Sweet Potato Roti

Sweet Potato Flatbreads: A Gluten-Free Recipe

Sweet potato flatbreads are a beautiful example of how plant-based eating can feel abundant, comforting, and deeply satisfying. A plate built around whole plants nourishes you with fiber, antioxidants, and slow-burning energy, instead of leaving you heavy or sluggish.

When you fold those benefits into a warm, tender gluten free flatbread, you get a recipe that’s as good for your body as it is for your soul—perfect for wrapping roasted vegetables, dipping into curries, or simply enjoying warm with a smear of your favorite spread.

Since the bread is gluten free, it does take a little practice to roll of the rotis but once you have the hang of it you will love it. I used a tortilla press and batch made a big lot, they stay well in the fridge or freezer.

You can use any GF flour but one with a little bit of Xanthan gum will give it more tightness and elasticity. I have put my simple GF flour recipe but feel free to use store bought.


Sweet Potato Gluten Free Flatbread

Ingredients (makes 8–10 small flatbreads)

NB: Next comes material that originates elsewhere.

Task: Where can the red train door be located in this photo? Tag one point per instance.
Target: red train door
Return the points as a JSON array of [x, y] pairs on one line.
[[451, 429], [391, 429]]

  • 1 cup mashed cooked sweet potato (tightly packed, from about 1 medium sweet potato)
  • 1 ½ cups gluten free flour blend (one that contains xanthan gum, or see note)
  • 1 teaspoon fine sea salt
  • 2–4 tablespoons warm water, as needed

Optional flavor boosters

  • ½ teaspoon ground cumin
  • ½ teaspoon garlic powder or granulated garlic
  • 2 tablespoons finely chopped cilantro or parsley

My GF Flour recipe

  • 1 cup rice flour ( brown or while)
  • 1/4 tapioca starch
  • 1/4 cup millet flour
  • 1 tsp Xanthan gum powder

Prepare the sweet potato

  1. Boil or bake a whole Sweet Potato until fork tender. I used an air fryer at 380 F for 35 minutes.
  2. Mash until smooth and let cool slightly.

Make the dough

  1. In a large bowl, whisk together the gluten free flour, salt, and any optional spices or herbs.
  2. Add the mashed sweet potato to the dry ingredients.
  3. Use a spoon or your hands to bring the dough together. Add warm water 1 tablespoon at a time until you get a soft, smooth dough that holds together but is not sticky.
  4. Knead gently in the bowl or on a lightly floured surface for 1–2 minutes, just until the dough feels cohesive.
  5. Cover the dough with a kitchen towel and let it rest for 10–15 minutes. This helps the starches hydrate and makes the dough easier to roll.

Shape the flatbreads

  1. Divide the dough into 8–10 equal pieces and roll each piece into a ball.
  2. Lightly dust a sheet of parchment or your work surface with gluten free flour.
  3. Working with one ball at a time, flatten it gently with your palm, then roll it out into a small circle or oval about ⅛–¼ inch thick. I used a tortilla press to make life easier.Just put the flattened ball between parchment papers and press with the tortilla maker.
  4. If the edges crack, simply press them back together with your fingers; gluten free dough is a bit more delicate, but very forgiving.

Cook the flatbreads

  1. Heat a cast-iron or heavy nonstick skillet over medium heat. Brush a thin layer of olive oil in the pan if needed.
  2. Place one flatbread in the hot skillet. Cook for 1–2 minutes, until bubbles form and the underside has light golden spots.
  3. Flip and cook another 1–2 minutes. Press gently with a spatula to help it puff and cook evenly.
  4. If you like a bit more char, increase the heat slightly at the end and cook for an extra 20–30 seconds per side.
  5. Transfer to a plate and cover with a clean towel to keep warm and soft while you cook the remaining flatbreads, adding a little more oil to the pan as needed.

Serving ideas

  • Serve warm with hummus, baba ghanoush, or your favorite plant-based dip.
  • Enjoy alongside a lentil or chickpea curry, using the flatbread to scoop up the sauce.
  • User as a wrap with your favorite fillings.

Notes

  • If your gluten free flour blend does not contain xanthan gum, add ½ teaspoon xanthan gum to the dry ingredients for better elasticity.
  • Leftovers keep well in an airtight container in the fridge for 2–3 days; reheat in a warm skillet or dry pan to soften.